If the entire conversation was insiders, the people in the office could taunt with EFG….
replicnt6
@Lurking Canadian:
This http://support.microsoft.com/kb/125749 is a concise example.
This. I’ve been working with C# for the last three years and I can’t believe they didn’t do a better job of their template library. STL is a work of art.
replicnt6
@handy:
Ironically, I also hit this once trying to be too clever by half. After I’d made it my standard last interview question.
I originally encountered it as a result of a bug in the Microsoft C++ compiler optimizer. Back in the day when you could submit a bug report via email and get a reply. Must have been C++ 4.00 or 5.00.
Ruckus
@techno:
You are thinking of making it more efficient. That will not give the most satisfying results.

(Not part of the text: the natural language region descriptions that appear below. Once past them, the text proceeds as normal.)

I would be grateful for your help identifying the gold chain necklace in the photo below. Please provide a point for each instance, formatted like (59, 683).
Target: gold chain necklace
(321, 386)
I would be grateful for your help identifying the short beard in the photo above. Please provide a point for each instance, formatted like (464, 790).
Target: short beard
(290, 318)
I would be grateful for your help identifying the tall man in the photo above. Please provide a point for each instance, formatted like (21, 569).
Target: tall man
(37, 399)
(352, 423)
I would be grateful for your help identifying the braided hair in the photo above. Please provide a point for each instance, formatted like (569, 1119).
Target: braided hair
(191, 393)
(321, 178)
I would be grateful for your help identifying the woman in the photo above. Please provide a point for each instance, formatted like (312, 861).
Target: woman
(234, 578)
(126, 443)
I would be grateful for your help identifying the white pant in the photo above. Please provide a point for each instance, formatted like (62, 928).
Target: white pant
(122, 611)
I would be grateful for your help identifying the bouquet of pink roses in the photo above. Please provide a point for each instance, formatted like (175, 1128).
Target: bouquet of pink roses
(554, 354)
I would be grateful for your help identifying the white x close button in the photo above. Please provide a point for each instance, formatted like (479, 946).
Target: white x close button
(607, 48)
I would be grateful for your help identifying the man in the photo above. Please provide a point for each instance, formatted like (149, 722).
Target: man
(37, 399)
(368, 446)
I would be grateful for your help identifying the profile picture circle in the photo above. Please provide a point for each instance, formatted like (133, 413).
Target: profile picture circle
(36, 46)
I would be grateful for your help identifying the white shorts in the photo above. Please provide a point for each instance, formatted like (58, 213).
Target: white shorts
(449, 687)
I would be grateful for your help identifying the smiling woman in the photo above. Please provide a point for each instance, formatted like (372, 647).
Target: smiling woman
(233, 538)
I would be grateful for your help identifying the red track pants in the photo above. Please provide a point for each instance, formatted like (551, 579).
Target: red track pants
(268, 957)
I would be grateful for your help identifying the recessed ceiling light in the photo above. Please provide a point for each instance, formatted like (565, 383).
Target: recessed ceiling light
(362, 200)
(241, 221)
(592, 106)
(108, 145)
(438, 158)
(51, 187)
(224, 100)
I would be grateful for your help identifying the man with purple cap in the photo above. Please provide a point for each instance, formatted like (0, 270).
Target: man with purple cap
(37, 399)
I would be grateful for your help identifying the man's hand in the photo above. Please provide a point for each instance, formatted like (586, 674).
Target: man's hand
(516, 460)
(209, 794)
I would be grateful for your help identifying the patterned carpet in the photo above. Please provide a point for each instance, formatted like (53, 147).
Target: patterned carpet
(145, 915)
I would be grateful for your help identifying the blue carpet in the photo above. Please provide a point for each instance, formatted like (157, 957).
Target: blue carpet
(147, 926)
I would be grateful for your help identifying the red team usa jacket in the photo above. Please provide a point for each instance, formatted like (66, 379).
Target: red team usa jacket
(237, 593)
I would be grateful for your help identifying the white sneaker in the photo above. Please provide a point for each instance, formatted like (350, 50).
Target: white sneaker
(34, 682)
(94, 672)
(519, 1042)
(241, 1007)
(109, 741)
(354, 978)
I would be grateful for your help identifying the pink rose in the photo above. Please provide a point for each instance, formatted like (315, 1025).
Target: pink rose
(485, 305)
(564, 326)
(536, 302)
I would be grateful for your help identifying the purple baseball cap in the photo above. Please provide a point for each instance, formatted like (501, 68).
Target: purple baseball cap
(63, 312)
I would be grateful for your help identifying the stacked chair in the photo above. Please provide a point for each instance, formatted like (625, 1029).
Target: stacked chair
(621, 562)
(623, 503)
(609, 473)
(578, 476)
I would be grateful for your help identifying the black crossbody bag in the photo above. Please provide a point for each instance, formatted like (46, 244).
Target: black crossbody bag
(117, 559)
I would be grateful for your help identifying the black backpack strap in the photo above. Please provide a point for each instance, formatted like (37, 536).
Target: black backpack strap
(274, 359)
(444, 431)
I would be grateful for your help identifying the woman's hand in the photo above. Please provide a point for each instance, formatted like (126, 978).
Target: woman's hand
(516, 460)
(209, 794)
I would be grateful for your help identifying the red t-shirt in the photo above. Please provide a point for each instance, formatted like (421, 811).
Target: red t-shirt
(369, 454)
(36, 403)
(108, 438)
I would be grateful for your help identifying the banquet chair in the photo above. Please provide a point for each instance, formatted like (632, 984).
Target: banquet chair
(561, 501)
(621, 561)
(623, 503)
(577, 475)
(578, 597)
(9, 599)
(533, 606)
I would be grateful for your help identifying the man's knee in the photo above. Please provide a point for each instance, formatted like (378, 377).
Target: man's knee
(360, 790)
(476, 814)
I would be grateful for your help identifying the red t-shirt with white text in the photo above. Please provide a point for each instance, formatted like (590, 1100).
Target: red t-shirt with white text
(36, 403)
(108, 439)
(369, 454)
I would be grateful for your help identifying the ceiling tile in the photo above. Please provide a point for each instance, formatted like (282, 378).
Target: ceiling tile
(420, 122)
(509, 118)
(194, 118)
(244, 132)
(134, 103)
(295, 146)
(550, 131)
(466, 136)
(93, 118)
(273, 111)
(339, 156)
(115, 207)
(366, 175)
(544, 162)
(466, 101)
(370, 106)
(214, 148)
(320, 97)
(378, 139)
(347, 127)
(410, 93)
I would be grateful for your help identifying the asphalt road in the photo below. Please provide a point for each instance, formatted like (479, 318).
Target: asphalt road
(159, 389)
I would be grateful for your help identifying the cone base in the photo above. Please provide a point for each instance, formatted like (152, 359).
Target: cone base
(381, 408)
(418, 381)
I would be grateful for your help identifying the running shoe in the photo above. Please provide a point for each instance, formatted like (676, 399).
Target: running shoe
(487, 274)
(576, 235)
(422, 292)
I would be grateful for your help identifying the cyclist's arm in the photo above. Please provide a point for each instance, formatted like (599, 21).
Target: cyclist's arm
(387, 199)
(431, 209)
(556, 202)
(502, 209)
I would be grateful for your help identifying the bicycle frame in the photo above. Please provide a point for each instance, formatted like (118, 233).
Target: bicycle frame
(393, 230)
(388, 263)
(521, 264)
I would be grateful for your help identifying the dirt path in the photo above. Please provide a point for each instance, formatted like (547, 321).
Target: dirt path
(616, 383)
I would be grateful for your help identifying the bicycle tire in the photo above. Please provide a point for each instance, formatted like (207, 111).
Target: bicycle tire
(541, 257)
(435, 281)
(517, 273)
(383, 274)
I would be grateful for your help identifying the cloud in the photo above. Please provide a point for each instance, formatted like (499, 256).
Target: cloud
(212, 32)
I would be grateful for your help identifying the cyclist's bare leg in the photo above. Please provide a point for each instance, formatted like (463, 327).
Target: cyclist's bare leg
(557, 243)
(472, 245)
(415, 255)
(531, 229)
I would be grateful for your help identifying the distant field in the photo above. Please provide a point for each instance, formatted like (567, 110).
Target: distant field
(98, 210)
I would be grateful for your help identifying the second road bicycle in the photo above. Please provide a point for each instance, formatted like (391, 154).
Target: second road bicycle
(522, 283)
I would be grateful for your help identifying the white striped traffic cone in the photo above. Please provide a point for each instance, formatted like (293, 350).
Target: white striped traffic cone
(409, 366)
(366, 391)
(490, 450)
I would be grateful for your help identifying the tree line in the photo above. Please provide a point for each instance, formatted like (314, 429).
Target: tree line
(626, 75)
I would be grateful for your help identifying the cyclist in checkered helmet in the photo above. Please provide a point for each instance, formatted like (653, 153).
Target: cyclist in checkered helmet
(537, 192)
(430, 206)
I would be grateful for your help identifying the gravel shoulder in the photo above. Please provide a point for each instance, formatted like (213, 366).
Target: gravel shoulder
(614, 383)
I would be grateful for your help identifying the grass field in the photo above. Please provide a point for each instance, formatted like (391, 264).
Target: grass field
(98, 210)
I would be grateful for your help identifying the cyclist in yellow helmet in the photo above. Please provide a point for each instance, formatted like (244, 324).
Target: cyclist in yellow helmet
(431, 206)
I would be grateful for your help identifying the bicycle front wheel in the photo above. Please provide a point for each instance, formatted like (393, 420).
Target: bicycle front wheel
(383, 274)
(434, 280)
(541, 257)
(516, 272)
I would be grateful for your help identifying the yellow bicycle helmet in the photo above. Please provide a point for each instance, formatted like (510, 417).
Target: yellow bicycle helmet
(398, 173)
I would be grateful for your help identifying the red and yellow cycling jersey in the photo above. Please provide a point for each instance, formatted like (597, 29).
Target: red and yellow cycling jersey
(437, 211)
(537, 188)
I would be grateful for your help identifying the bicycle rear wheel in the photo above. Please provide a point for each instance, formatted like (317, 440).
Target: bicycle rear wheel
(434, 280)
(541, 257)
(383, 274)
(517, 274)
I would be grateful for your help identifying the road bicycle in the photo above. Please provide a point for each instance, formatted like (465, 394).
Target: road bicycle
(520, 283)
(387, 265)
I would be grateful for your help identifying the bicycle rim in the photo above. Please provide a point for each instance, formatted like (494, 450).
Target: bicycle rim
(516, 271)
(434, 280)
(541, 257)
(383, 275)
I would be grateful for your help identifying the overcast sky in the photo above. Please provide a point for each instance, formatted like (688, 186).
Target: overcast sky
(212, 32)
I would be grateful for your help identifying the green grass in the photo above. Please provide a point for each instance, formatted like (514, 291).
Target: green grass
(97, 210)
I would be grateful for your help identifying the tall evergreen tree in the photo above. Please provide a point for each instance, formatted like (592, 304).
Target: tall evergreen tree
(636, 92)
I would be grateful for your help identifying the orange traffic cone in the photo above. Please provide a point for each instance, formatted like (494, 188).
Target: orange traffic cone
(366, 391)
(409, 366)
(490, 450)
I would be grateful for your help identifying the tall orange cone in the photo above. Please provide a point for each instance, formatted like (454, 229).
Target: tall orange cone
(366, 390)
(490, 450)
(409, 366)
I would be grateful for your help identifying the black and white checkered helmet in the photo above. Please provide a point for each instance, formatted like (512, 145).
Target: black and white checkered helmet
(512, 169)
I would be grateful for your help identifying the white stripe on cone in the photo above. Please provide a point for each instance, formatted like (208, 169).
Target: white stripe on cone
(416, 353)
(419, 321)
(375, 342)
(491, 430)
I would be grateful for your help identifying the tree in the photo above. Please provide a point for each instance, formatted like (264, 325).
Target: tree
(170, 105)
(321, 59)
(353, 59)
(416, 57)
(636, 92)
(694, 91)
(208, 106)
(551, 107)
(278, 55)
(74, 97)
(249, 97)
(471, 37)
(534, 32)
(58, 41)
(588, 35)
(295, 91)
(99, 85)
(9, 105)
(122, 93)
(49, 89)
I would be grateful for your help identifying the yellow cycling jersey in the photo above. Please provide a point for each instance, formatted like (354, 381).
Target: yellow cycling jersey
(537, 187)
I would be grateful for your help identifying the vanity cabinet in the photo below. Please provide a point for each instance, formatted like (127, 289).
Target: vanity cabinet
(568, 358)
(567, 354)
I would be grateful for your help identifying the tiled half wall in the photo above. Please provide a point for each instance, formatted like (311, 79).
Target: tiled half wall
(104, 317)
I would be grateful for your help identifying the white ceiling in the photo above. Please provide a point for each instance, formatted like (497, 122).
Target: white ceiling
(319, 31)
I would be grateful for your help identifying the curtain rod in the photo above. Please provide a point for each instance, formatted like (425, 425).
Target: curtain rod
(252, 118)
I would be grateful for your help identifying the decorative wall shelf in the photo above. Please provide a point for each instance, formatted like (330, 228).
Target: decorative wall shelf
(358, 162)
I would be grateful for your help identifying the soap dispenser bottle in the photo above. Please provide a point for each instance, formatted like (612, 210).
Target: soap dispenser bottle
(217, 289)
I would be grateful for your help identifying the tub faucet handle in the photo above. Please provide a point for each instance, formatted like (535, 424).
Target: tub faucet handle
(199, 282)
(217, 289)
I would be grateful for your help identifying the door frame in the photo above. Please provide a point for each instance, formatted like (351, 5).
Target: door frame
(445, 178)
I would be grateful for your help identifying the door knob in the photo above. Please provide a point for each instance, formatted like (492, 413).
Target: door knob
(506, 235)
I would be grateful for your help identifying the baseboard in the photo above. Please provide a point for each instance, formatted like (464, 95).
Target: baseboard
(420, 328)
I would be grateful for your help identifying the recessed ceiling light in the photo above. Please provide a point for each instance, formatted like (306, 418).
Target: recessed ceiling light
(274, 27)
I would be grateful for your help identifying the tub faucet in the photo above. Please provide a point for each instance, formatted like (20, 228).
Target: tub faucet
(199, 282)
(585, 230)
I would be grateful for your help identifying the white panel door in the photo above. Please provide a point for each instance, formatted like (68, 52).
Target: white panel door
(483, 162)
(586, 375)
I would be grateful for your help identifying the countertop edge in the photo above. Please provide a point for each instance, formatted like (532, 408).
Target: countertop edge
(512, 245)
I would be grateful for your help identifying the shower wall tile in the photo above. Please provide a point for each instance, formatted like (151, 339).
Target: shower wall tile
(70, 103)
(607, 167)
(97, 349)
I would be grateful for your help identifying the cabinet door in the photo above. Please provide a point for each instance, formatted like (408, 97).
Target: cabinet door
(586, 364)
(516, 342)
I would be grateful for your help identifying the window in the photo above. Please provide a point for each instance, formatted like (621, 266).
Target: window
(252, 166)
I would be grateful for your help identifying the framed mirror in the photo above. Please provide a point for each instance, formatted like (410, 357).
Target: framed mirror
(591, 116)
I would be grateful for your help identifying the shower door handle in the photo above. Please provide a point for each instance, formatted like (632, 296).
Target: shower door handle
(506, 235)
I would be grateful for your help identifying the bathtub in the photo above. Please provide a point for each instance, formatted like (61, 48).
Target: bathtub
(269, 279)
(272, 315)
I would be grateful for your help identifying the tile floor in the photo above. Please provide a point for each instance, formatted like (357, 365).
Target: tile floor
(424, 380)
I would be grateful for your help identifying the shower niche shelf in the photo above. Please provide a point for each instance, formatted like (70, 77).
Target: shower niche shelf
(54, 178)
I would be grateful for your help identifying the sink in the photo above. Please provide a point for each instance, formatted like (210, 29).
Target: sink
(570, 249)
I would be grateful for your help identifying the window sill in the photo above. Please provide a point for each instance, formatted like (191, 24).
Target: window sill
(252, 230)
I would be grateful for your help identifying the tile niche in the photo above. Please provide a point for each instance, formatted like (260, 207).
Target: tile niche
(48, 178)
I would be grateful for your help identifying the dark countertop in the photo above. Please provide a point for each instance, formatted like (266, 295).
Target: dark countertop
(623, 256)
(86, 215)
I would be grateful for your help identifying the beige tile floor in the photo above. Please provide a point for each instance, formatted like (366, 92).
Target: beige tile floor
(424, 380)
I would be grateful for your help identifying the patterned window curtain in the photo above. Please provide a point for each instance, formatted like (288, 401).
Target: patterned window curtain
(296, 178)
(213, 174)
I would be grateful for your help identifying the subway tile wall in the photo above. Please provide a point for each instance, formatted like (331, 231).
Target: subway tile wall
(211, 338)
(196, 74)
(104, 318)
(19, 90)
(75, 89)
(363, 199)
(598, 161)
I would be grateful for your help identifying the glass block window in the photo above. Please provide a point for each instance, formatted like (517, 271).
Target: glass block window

1. Blade does not have to be sharp, just heavy.
2. Rust sounds good but the pain is not going to be any different.
3. Face up, not blindfolded, heavy, dull blade with no assistance. Gives them the chance to see it coming and it is not over super fast. If the first hit is unsuccessful, raise the blade and take another shot.
You may notice that I’m not for humane methods in this instance as inhumane methods are all these fuckers know.
Menzies
@Svensker:
I told a friend of mine about this and her response was “well maybe the friend stole the TV to buy drugs . . . I hesitate to pass judgment without more information.”
Call me crazy, but I think that’s part of the problem. These are people who have given us every reason to pass judgment, because they act like assholes without even being prompted.